Prove that $\sqrt[n]{a_1}-\sqrt[n]{a_2}+\sqrt[n]{a_3}-\dots-\sqrt[n]{a_{2n}}+\sqrt[n]{a_{2n+1}}<\sqrt[n]{a_1-a_2+a_3-\dots-a_{2n}+a_{2n+1}}$

Question

Question:

Prove that $\sqrt[n]{a_1}-\sqrt[n]{a_2}+\sqrt[n]{a_3}-\dots-\sqrt[n]{a_{2n}}+\sqrt[n]{a_{2n+1}}<\sqrt[n]{a_1-a_2+a_3-\dots-a_{2n}+a_{2n+1}}$ where $n$ and $\{a_i\}$ are reals and $n\geq2$ and $0<a_1<a_2<a_3<\dots<a_{2n+1}$.

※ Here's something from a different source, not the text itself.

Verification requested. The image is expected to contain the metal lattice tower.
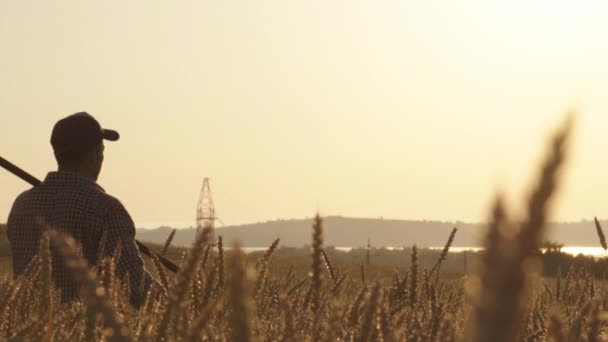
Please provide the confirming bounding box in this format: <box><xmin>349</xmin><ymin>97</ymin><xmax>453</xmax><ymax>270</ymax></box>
<box><xmin>196</xmin><ymin>178</ymin><xmax>217</xmax><ymax>241</ymax></box>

This is a Math Olympiad question for $7$~$8$th-graders.

My attempt:

The restriction $0<a_1<a_2<a_3<\dots<a_{2n+1}$ makes the question really hard. The only inequalities that work are Jenson's and Karamata's. However, Jenson's does not work here as the weights ($1, -1, 1, -1, \dots$) are not all positive. Karamata's does not work here either as there are only $1$ sequence $\{a_i\}$.

I tried raising both sides to a power of $n$ to try and simplify the expression but it did not help.

$$
\sqrt[n]{a_1}-\sqrt[n]{a_2}+\sqrt[n]{a_3}-\dots-\sqrt[n]{a_{2n}}+\sqrt[n]{a_{2n+1}}<\sqrt[n]{a_1-a_2+a_3-\dots-a_{2n}+a_{2n+1}} \\
\iff (\sqrt[n]{a_1}-\sqrt[n]{a_2}+\sqrt[n]{a_3}-\dots-\sqrt[n]{a_{2n}}+\sqrt[n]{a_{2n+1}})^n<(\sqrt[n]{a_1-a_2+a_3-\dots-a_{2n}+a_{2n+1}})^n \\
\iff a_1-a_2+a_3-\dots-a_{2n}+a_{2n+1}+\text{*ugly expression*}<a_1-a_2+a_3-\dots-a_{2n}+a_{2n+1}
$$

How can I do this question? Any help will be appreciated.

Answer 1

To prove this using OP's ideas:

1. Show that $f(x) = \sqrt[n](x)$ is a concave function.
2. Show that $f(a_1) + f(a_3) < f(a_2) + f(a_1-a_2+a_3)$ for $a_1 < a_2 < a_3$.
   • This should be "obvious" from a visual graph. To formally prove it, use Jensen's, applied to a weighted average
   • Show that $f(a_2) = f(\frac{(a_2 - a_1)a_3 + (a_3 - a_2)a_1 } { a_3 - a_1}) > \frac{a_2 - a_1}{a_3 - a_1} f(a_3) + \frac{a_3 - a_2}{a_3-a_1} f(a_1). $.
   • Show that $a_1 < a_1 - a_2 + a_3 < a_3$.
   • Find a similar inequality for $f(a_1 - a_2 + a_3)$.
   • Add up these 2 inequalities.
3. Recognize that we can induct on the number of terms $a_1, a_2, \ldots a_{2m+1}$.
   • Assume it is true for some $m$. For some increasing sequence $\{b_i\}_{i=1}^{2m+3}$, consider $a_1 = b_1 - b_2 + b_3$ and $a_i = b_{i+2}$ for $i = 2$ to $2m+1$.
   • Show that $\{a_i\}_{i=1}^{2m+1}$ is an increasing sequence so we can apply the induction hypothesis
   • Show that $\sum (-1)^{i+1} f(b_i) < f(b_1 - b_2 + b_3) - f(b_4) + \ldots f(b_{2m+3} ) < f( \sum(-1)^{i+1} b_i)$.